IBM, ST go back to the future with nanorelay logic

IBM, STMicroelectronics

Peter Clarke

In a return to the 20th century days of electromechanical computation IBM and STMicroelectronics are working on a project to enable a low-power processor made from nanometer-scale mechanical relays.

The European Commission likes the idea and has put IBM Research Zurich in charge of a European research project that aims to produce a logic process that is based on nanometer-scale relays that remain compatible with conventional CMOS transistor logic. The advantage of such a system would be much lower off-state power consumption as leakage current would be considerably reduced.

Mechanical relay as replacement for transistor.
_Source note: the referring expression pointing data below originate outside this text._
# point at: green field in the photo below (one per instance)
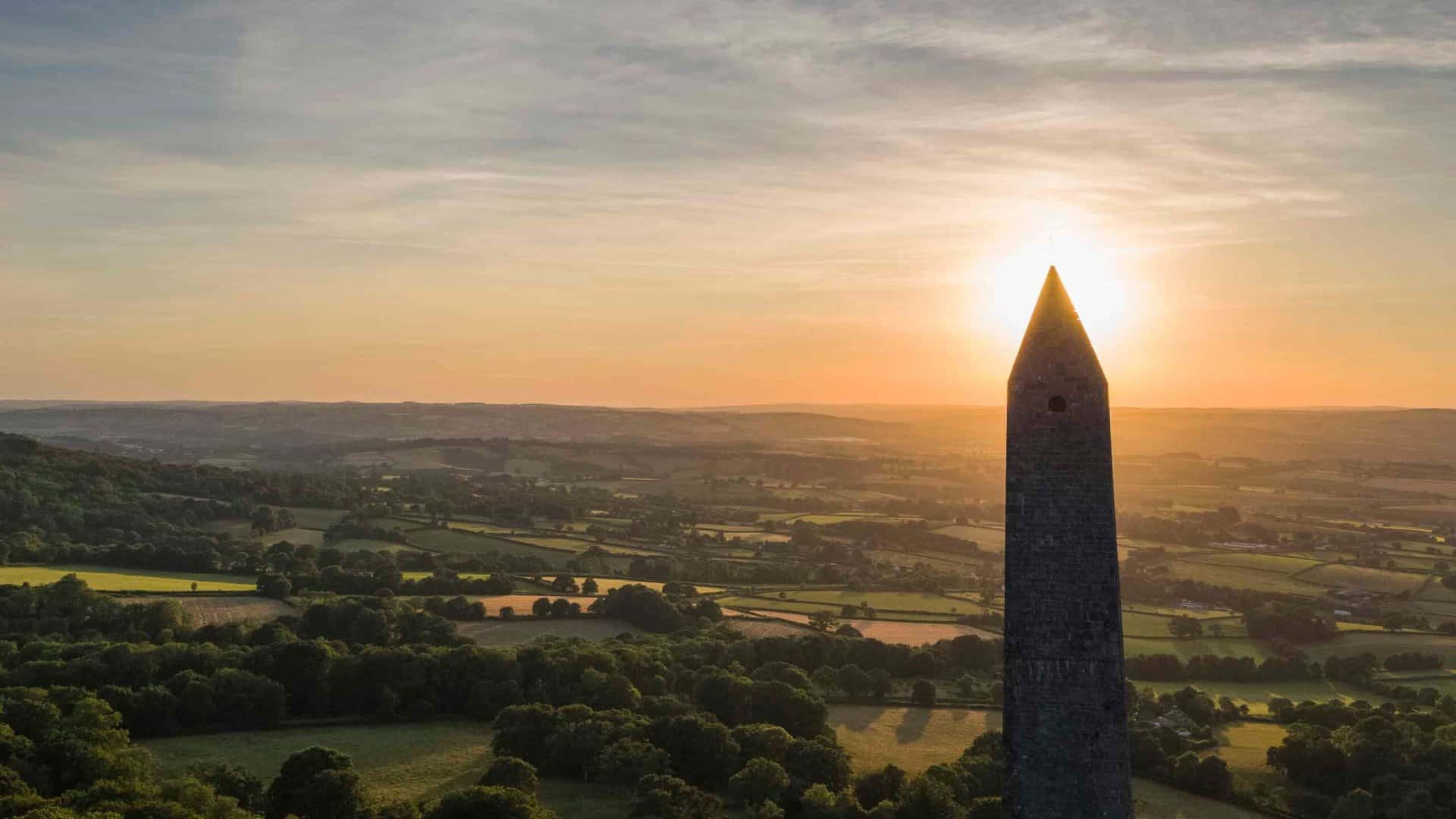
(1156, 800)
(1184, 649)
(910, 738)
(395, 761)
(919, 738)
(1260, 561)
(469, 544)
(1362, 577)
(366, 545)
(1257, 694)
(523, 632)
(887, 601)
(316, 518)
(107, 579)
(984, 537)
(1239, 577)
Source: NEMIAC

Alongside IBM and STMicroelectronics NV (Geneva, Switzerland) are academic researchers from the Ecole Polytechnique Federale de Lausanne, Kungliga Tekniska Hoegskolan (KTH), and the universities of Bristol and Lancaster.

The three-year collaborative research project has a budget of 3.96 million euro (about $5.0 million) of which the European Commission is providing 2.44 million euro (about $3.1 million).

The motivation for the research is that as transistors have been miniaturized leakage power consumption is becoming as large as active power consumption and this is a particular issue for emerging applications such as autonomous sensors nodes, wireless communications and mobile computing.

The NEMIAC (Nano-Electro-Mechanical Integration And Computation) project aims to develop a process based on what it calls nano-electromechanical (NEMS) switches suitable for embedded systems and offering 3-D integration with CMOS. The researchers are being asked to show a magnitude improvement in energy efficiency with no performance penalty compared with solid-state. The process is also expected to have higher radiation resistance and higher temperature operation than CMOS.

The relays are expected to have a footprint of less than 3-micron by 3-micron and demonstrate a switching time of the order of 10 nanoseconds. Prooving the reliability under billions of switching operations will be an important task prior to commercial deployment.

The project is expected to produce a number of digital logic designs as proof of the process and innovative circuit architectures for low-power applications.
In parallel design and simulation methodologies are going to be developed to aid exploration of the design-space and demonstrate the feasibility of a small microprocessor.